I don't know what moved me to spout that hokum. But it worked.
"Ah, a kindred soul," she said.
And so it began.
She had tubes coming out of her arms and torso. They didn't expect her to survive the night.
"Auntie Agatha," I said.
Her eyes opened.
I leaned forward as she tried to say something.
"Bennie." It was a barely audible whisper.
"Don't try to talk, Auntie." I reached out to touch her.
"No," she said. "No." She clutched my hand and sighed.
"My child," she said, "my lost treasure."
"Auntie -- "
"No. Listen. This needs to be said.

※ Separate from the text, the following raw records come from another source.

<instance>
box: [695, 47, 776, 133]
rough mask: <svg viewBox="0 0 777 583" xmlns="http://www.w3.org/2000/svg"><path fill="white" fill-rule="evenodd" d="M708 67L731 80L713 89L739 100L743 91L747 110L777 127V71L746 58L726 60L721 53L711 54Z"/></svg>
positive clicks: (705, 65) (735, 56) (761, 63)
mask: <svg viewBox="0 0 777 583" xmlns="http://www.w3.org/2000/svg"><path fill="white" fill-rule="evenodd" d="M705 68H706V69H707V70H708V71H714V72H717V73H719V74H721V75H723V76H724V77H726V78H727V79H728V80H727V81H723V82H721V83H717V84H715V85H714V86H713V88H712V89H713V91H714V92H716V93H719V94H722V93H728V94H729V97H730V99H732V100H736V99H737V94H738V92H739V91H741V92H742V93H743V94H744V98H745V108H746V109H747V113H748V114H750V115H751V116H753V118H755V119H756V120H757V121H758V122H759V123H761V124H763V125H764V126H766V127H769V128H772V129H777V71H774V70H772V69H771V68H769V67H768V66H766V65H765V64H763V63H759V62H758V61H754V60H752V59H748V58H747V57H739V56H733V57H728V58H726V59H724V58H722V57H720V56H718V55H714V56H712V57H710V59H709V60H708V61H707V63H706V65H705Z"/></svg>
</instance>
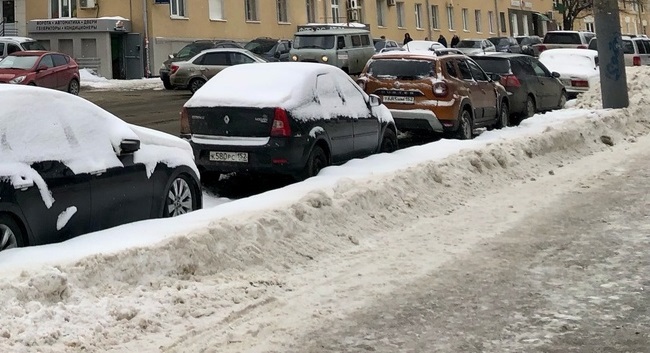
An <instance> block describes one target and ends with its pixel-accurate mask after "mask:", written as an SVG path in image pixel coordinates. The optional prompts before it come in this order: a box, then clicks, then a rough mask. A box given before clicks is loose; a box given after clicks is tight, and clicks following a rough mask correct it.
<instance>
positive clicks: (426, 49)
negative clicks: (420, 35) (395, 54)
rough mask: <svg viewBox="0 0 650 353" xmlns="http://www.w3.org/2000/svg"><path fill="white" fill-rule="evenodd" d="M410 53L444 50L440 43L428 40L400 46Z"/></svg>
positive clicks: (412, 41) (418, 41) (415, 41)
mask: <svg viewBox="0 0 650 353" xmlns="http://www.w3.org/2000/svg"><path fill="white" fill-rule="evenodd" d="M402 48H404V49H406V51H410V52H430V51H434V50H438V49H445V46H444V45H442V44H441V43H438V42H434V41H430V40H412V41H410V42H408V43H406V44H404V45H403V46H402Z"/></svg>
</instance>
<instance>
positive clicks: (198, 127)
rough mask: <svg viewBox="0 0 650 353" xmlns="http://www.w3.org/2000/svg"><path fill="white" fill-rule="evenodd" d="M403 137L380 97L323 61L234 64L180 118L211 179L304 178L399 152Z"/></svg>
mask: <svg viewBox="0 0 650 353" xmlns="http://www.w3.org/2000/svg"><path fill="white" fill-rule="evenodd" d="M396 133H397V130H396V128H395V123H394V122H393V118H392V115H391V114H390V111H388V109H387V108H386V107H385V106H384V105H382V104H381V102H380V99H379V97H377V96H372V95H371V96H368V95H367V94H365V93H364V92H363V91H362V90H361V89H360V87H359V86H357V84H356V83H354V81H352V79H350V77H349V76H348V75H347V74H345V72H343V71H342V70H340V69H339V68H336V67H334V66H331V65H325V64H316V63H273V64H246V65H237V66H232V67H228V68H226V69H224V70H223V71H221V72H220V73H219V74H217V75H216V76H214V77H213V78H212V79H210V81H208V82H207V83H206V84H205V85H204V86H203V87H202V88H201V89H200V90H198V91H197V92H196V93H195V94H194V96H192V98H190V100H188V101H187V103H185V106H184V108H183V111H182V114H181V134H182V136H183V137H185V138H188V139H189V140H190V143H191V145H192V147H193V148H194V154H195V159H196V161H197V164H198V166H199V169H201V170H202V172H204V173H206V172H208V174H220V173H230V172H249V173H254V174H284V175H290V176H293V177H295V178H296V179H305V178H308V177H311V176H314V175H316V174H318V172H319V171H320V170H321V169H322V168H324V167H326V166H328V165H330V164H340V163H344V162H346V161H348V160H350V159H352V158H362V157H365V156H368V155H370V154H373V153H377V152H392V151H393V150H395V149H396V148H397V137H396ZM209 172H212V173H209Z"/></svg>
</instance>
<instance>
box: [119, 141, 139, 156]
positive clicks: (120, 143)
mask: <svg viewBox="0 0 650 353" xmlns="http://www.w3.org/2000/svg"><path fill="white" fill-rule="evenodd" d="M139 149H140V140H133V139H124V140H122V142H120V155H125V154H132V153H134V152H136V151H138V150H139Z"/></svg>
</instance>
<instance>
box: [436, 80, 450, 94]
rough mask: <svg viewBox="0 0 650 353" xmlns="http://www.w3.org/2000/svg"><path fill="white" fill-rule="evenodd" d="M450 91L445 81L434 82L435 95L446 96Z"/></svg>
mask: <svg viewBox="0 0 650 353" xmlns="http://www.w3.org/2000/svg"><path fill="white" fill-rule="evenodd" d="M448 93H449V88H448V87H447V84H446V83H444V82H436V83H434V84H433V95H434V96H436V97H445V96H447V94H448Z"/></svg>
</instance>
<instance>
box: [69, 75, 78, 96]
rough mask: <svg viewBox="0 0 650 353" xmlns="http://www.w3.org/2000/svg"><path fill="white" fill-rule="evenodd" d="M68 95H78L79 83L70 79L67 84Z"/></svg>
mask: <svg viewBox="0 0 650 353" xmlns="http://www.w3.org/2000/svg"><path fill="white" fill-rule="evenodd" d="M68 93H70V94H74V95H75V96H78V95H79V81H77V80H76V79H72V81H70V83H69V84H68Z"/></svg>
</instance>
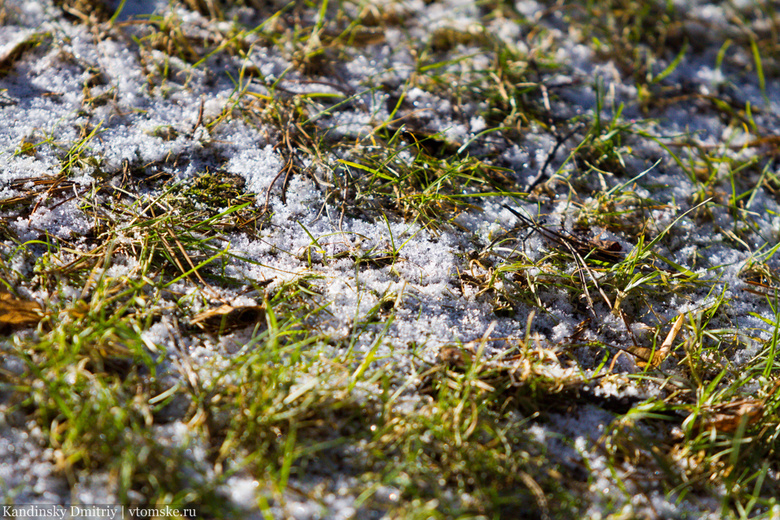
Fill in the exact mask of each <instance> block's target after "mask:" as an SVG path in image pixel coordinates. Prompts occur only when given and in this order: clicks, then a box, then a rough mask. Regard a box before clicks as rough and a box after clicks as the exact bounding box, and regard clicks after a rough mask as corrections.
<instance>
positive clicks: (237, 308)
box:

Before I die . . . must be told."
Told what?
"Not . . . not your aunt."
"Auntie -- "
"I'm not your aunt!"
Not my aunt?
"Listen to me. Remember . . . remember the night we found each other. That night at . . . at the party. That night . . . the pain . . . the pain of existence."
The pain of existence. She wouldn't let me alone. Bad enough that she'd call me four or five times a day at my workplace. But, she also had this annoying habit of dropping in unannounced at my apartment and more or less demanding sex right then and there. And even when you're not in a particularly lusty mood, it's hard to turn down a needy woman when she's rubbing her nipples against you and grabbing your crotch. It was very inconvenient.
I'd never known a woman as hot to trot as Aggie. She was obsessed with sex. On the nights she slept over, I'd all too often awaken early to find her tightly clutching my morning erection and -- full bladder or not -- be compelled to stick it right into her. In public, she'd pull me over into a semi-concealed spot -- into the bushes or an unoccupied restroom -- and just bend over and flip up her skirt. It was embarrassing. It was exasperating. It was a mad, exciting whirl. And I didn't know how much more of it I could handle.
Maybe she had gotten careless about taking her Pill. Or possibly it was a deliberate ploy to bind me to her. In any case, it happened. She somehow got pregnan
t.
I stumbled out of that hospital room and barely managed to make it to the parking lot before I puked my guts out. The rest of that day was a blur. I just couldn't face Aunt Agatha, or myself, any more.
That evening I got a phone call. Agatha had died earlier in the day. Just minutes after I had left her. I'd had my fill of Aggie. More than my fill. Sure, the sex was fine, better than fine even. But, I just couldn't deal with a pregnant woman. A pregnant woman carrying my child. Who absolutely insisted on bearing that child. And who threatened me with dire consequences if I didn't assume my share of the responsibility. If I didn't marry her.
I wished she'd go away, just disappear out of my life. I wished hard. Real hard. And, one morning she didn't call me at work. She didn't show up at my apartment that night. Or the next. A week later, when I finally got around to making inquiries about her, no one could tell me anything. She had just plain disappeared.